Chipotle Feeds Anti-Scientific Derangement Syndrome, Says WaPo Columnist
Voluntary GMO labeling will express religious views and strictures much like halal and kosher labels do now.
Last week, I explained in my column, By Feeding Bogus GMO Fears, Chipotle Treats Customers Like Idiots, that while the company is certainly free to sell whatever it believes its customers want, the taco-peddling corporation is violating its own pledge to sell "food with integrity."
In today's Washington Post, columnist Michael Gerson makes some salient points about the responsibility of corporations not to propagandize pseudoscience:
This milestone in the history of fast-food scruples (and of advertising) is also a noteworthy cultural development: the systematic incorporation of anti-scientific attitudes into corporate branding strategies. There is no credible evidence that ingesting a plant that has been swiftly genetically modified in a lab has a different health outcome than ingesting a plant that has been slowly genetically modified through selective breeding. The National Academy of Sciences, the American Medical Association, the American Association for the Advancement of Science and the World Health Organization have concluded that GMOs are safe to eat. …

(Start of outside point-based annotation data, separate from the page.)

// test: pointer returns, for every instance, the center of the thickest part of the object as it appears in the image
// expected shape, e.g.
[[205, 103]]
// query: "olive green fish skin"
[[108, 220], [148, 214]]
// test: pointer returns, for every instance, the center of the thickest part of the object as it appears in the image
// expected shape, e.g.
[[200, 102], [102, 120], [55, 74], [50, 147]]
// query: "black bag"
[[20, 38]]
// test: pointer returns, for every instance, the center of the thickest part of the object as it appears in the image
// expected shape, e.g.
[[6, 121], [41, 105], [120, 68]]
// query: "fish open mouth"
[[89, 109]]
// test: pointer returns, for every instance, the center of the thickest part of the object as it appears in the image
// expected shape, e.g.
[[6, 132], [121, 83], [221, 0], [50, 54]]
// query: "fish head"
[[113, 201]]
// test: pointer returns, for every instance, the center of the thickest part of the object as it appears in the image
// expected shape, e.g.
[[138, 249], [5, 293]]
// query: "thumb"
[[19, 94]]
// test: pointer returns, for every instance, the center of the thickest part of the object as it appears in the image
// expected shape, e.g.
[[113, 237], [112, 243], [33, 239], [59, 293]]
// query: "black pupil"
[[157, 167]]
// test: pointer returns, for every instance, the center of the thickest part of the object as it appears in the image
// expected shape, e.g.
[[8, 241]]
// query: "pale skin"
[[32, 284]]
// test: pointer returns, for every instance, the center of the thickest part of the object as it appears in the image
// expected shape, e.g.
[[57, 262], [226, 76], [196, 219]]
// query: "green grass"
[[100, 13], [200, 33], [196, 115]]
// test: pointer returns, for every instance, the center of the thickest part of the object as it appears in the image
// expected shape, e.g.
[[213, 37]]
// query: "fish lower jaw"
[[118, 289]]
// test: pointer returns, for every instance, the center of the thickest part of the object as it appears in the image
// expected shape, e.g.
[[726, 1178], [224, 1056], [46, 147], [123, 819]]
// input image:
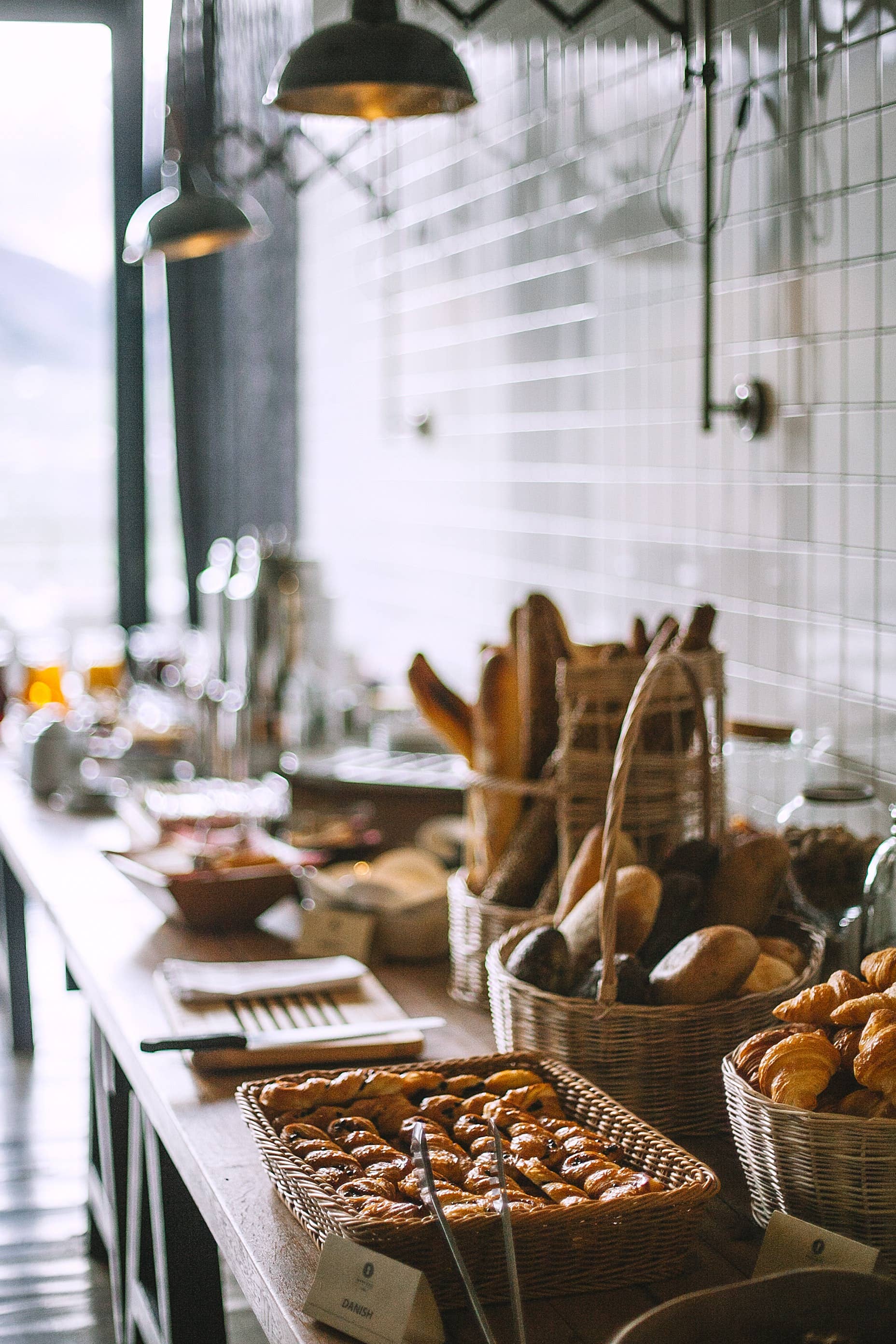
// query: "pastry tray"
[[559, 1250]]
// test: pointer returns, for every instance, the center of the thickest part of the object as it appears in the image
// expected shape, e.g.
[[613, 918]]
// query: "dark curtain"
[[233, 316]]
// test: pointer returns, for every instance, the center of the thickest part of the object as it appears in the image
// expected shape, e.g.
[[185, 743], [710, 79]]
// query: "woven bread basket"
[[664, 800], [660, 1061], [837, 1171], [558, 1250], [473, 926], [673, 787]]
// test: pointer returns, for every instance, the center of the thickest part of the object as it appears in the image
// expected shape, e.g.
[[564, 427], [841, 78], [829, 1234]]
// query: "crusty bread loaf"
[[708, 964]]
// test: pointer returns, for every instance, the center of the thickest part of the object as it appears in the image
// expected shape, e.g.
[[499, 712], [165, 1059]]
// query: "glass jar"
[[765, 767], [879, 909], [832, 832]]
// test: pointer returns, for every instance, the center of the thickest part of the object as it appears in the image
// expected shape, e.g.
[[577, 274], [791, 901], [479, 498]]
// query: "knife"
[[289, 1036]]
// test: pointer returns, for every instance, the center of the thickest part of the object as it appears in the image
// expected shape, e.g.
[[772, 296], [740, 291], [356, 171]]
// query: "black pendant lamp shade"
[[191, 221], [371, 66]]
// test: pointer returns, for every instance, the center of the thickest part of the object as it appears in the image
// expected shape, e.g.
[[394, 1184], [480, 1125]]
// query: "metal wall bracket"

Yet Whole Foods promises "full GMO transparency" by 2018. Its Web site emphasizes "your right to know." But you will search the site in vain for any explanation of how or why GMOs are harmful, because an actual assertion would not withstand scrutiny. Evidently your right to know does not include serious scientific arguments. Chipotle co-chief executive Steve Ells set out his rationale this way: "They say these ingredients are safe, but I think we all know we'd rather have food that doesn't contain them." …
But Chipotle, Whole Foods and those who follow their examples are doing real social harm. They are polluting public discourse on scientific matters. They are legitimizing an approach to science that elevates Internet medical diagnosis, social media technological consensus and discredited studies in obscure journals. They are contributing to a political atmosphere in which people pick their scientific views to fit their ideologies, predispositions and obsessions. And they are undermining public trust in legitimate scientific authority, which undermines the possibility of rational public policy on a range of issues.
Whatever the intention of those involved, embracing pseudoscience as the centerpiece of an advertising and branding effort is an act of corporate irresponsibility.
Yes.
Although Whole Foods' "GMO transparency" effort also kowtows to pseudoscience, it is somewhat less objectionable because vendors using ingredients from biotech crops are still free to offer their products in Whole Foods stores. Keep in mind that Whole Foods still sells quack homeopathic (quack is a bit redundant here) remedies as well.
In any case, both the FDA and the USDA are developing non-disparaging voluntary labeling guidelines. Voluntary GMO labeling will express essentially religious views and strictures much like halal and kosher labels do now.